The first line of treatment is discontinuation of the offending drug to prevent any further damage until further investigations are completed to rule out other causes of nephropathy. Adequate hydration is essential in the early stages of the disease to achieve restoration of blood perfusion even in normotensive patients. Treatment of infections is necessary to prevent any further deterioration, especially pyelonephritis.

Urinary catheterization has been discouraged in such patients to decrease infection risk.

Overall, the clinical course of this is variable and depends mainly on the extent of renal damage, scarring, and fibrosis at the time of diagnosis, along with the reversibility of the parenchymal injury.[12]

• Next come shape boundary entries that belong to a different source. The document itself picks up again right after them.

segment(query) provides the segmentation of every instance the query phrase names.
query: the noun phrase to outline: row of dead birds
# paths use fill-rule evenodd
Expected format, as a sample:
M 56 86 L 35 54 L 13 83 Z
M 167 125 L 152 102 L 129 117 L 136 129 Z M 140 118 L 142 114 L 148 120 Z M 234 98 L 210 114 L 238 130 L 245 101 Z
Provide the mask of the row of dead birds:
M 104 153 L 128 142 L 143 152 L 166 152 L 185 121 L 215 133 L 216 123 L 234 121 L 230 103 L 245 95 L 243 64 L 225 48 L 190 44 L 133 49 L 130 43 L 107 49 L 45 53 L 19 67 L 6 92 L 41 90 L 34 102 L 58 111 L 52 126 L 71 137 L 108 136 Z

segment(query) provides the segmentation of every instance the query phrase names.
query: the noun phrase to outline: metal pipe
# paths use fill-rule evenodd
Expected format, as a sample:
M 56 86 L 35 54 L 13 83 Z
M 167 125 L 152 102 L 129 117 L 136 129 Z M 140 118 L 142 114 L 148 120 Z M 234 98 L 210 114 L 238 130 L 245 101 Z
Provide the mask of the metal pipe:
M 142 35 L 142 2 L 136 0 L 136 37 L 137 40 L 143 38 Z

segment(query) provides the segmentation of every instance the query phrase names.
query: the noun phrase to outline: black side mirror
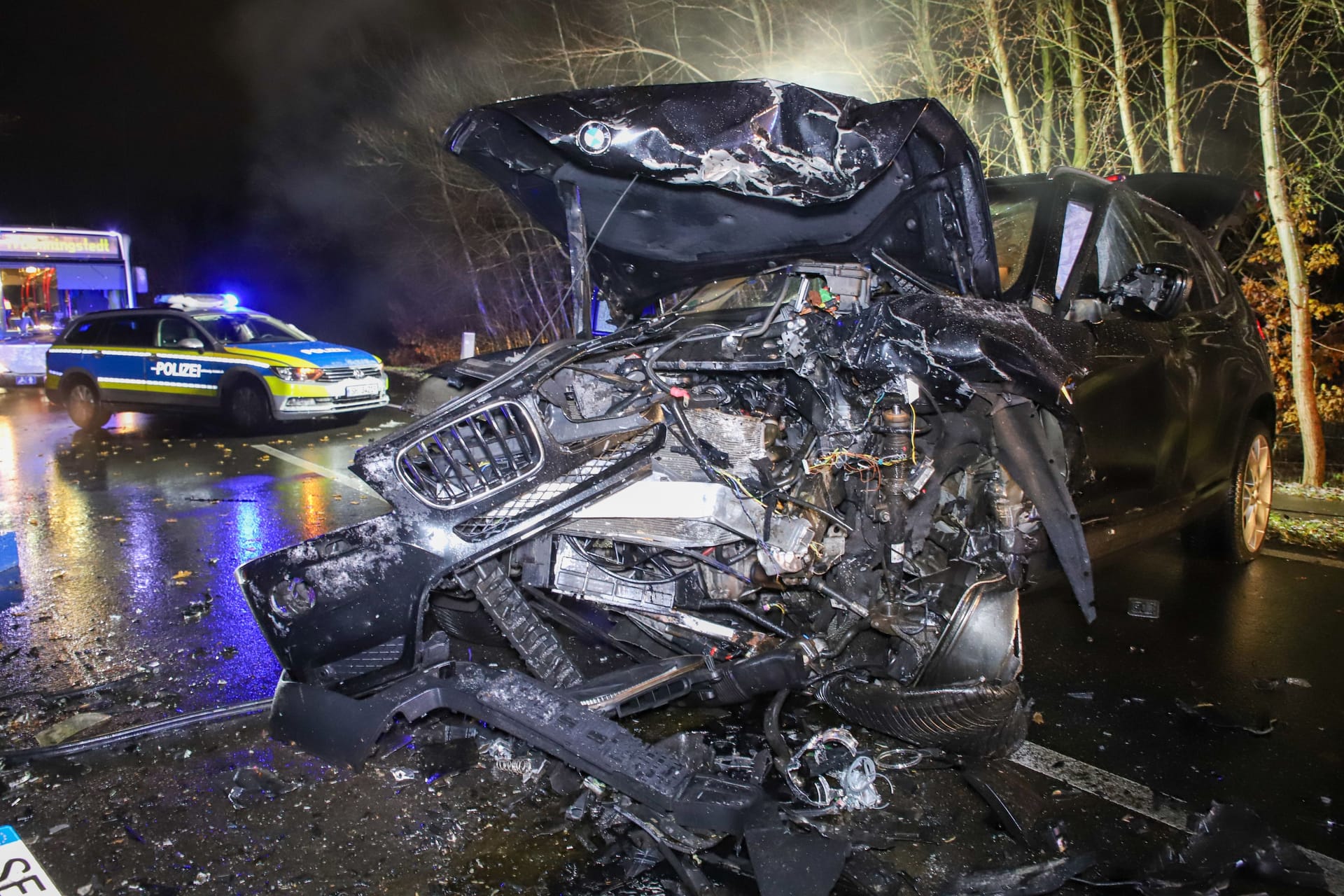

Unfortunately, even after stopping the offending drug, the chances of recovery may not occur, and sometimes the disease might progress further.

Differential Diagnosis

Several differentials require exclusion while considering this diagnosis. As the common pathology in almost all patients with analgesic nephropathy is papillary necrosis, other common conditions can mimic this as well. These conditions include diabetes mellitus associated nephropathy, sickle cell disease with a renal crisis, obstructive uropathy, pyelonephritis, tuberculosis of the renal tract, alcohol use induced nephropathy, systemic vasculitis, and renal vein thrombosis.[24][25]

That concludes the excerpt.